The 2nd U.S. Circuit Court of Appeals for the second time rejected the Obama administration’s contention that it should toss a lawsuit challenging the 2008 Foreign Intelligence Surveillance Amendments Act. Among other things, the government said the plaintiffs — Global Fund for Women, Global Rights, Human Rights Watch, International Criminal Defence Attorneys Association, The Nation magazine, PEN American Center, Service Employees International Union and others — don’t have standing to bring a constitutional challenge because they cannot demonstrate that they were subject to the eavesdropping or suffered hardships because of it.
The lawsuit, backed by the American Civil Liberties Union, was lodged within hours of the FISA Amendments Act (.pdf) being signed into law by President George W. Bush in July 2008. The legislation is being challenged because it allows the National Security Agency to electronically eavesdrop on Americans without a probable-cause warrant if one of the parties to the communication resides outside the United States and is suspected of a link to terrorism.
“It is the glory of our system that even our elected leaders must defend the legality of their conduct when challenged,” (.pdf) Judge Gerard Lynch wrote for the divided court.
In a 6-6 vote, the New York-based appeals court let stand its March decision allowing the case to proceed.

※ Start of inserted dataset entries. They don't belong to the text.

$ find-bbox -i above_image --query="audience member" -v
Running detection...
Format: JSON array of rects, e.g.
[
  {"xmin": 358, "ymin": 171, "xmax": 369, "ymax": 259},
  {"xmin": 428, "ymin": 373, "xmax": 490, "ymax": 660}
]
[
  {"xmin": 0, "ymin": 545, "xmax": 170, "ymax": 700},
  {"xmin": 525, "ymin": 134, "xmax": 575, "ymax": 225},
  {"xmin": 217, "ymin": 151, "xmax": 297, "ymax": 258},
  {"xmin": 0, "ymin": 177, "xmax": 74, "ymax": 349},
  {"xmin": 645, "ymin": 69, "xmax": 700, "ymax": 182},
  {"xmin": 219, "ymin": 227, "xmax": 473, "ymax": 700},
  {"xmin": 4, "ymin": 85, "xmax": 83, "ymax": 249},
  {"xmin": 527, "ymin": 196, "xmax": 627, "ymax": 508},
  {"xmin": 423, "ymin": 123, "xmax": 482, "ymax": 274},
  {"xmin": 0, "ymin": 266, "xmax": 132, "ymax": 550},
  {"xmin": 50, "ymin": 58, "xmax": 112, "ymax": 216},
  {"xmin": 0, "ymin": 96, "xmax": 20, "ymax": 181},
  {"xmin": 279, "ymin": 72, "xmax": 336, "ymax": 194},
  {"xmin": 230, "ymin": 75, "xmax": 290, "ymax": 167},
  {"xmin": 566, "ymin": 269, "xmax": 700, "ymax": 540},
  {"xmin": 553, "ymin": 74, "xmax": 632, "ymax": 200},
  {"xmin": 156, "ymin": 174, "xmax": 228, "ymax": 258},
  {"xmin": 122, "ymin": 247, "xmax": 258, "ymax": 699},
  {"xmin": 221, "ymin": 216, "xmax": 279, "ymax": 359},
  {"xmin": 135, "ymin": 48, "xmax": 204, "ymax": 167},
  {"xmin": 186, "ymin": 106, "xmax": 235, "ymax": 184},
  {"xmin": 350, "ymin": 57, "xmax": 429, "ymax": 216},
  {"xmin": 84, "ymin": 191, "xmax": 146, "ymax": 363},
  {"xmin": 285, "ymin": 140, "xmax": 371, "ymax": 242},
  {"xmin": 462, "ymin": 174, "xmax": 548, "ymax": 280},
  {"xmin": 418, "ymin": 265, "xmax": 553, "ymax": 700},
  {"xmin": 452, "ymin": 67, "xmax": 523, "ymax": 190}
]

A majority vote of the court’s active judges is required to rehear cases.
After three years of litigation over whether the plaintiffs had standing, the merits of the case could soon be litigated in a New York federal court. That is, if the Supreme Court does not intervene or the administration does not play its trump card: an assertion of the powerful state secrets privilege that lets the executive branch effectively kill lawsuits by claiming they threaten to expose national security secrets.
The courts tend to defer to such claims. But in a rare exception in 2008, a San Francisco federal judge refused to throw out a wiretapping lawsuit against AT&T under the state secrets privilege. The AT&T lawsuit was later killed anyway, because the same FISA Amendments Act also granted the phone companies retroactive legal immunity for their alleged participation in warrantless wiretapping of Americans’ internet communications.
The Electronic Frontier Foundation claims the spying is ongoing and telecoms are siphoning all electronic communications to the National Security Agency without warrants. An EFF lawsuit challenging the immunity is on appeal at the San Francisco-based 9th U.S. Circuit Court of Appeals.
The FISA Amendments Act — which passed with the support of then-senator Barack Obama — generally requires the Foreign Intelligence Surveillance Act Court to rubber-stamp terror-related electronic surveillance requests. The government does not have to identify the target or facility to be monitored. It can begin surveillance a week before making the request, and the surveillance can continue during the appeals process, in the rare instance of rejection by the secret FISA court. The FISA Act, first enacted in 1978 in the wake of disclosures about abuses of intelligence powers to spy on Americans, previously required targeted warrants for any spying directed at American citizens.
The plaintiffs in the 2nd Circuit case claim the legislation chills their speech, and violates their Fourth Amendment privacy rights. In a bid to win standing, they argued that they often work with overseas dissidents who might be targets of the National Security Agency program. So instead of speaking with those people on the phone or through e-mails, the groups asserted that they have had to make expensive overseas trips in a bid to maintain attorney-client confidentiality.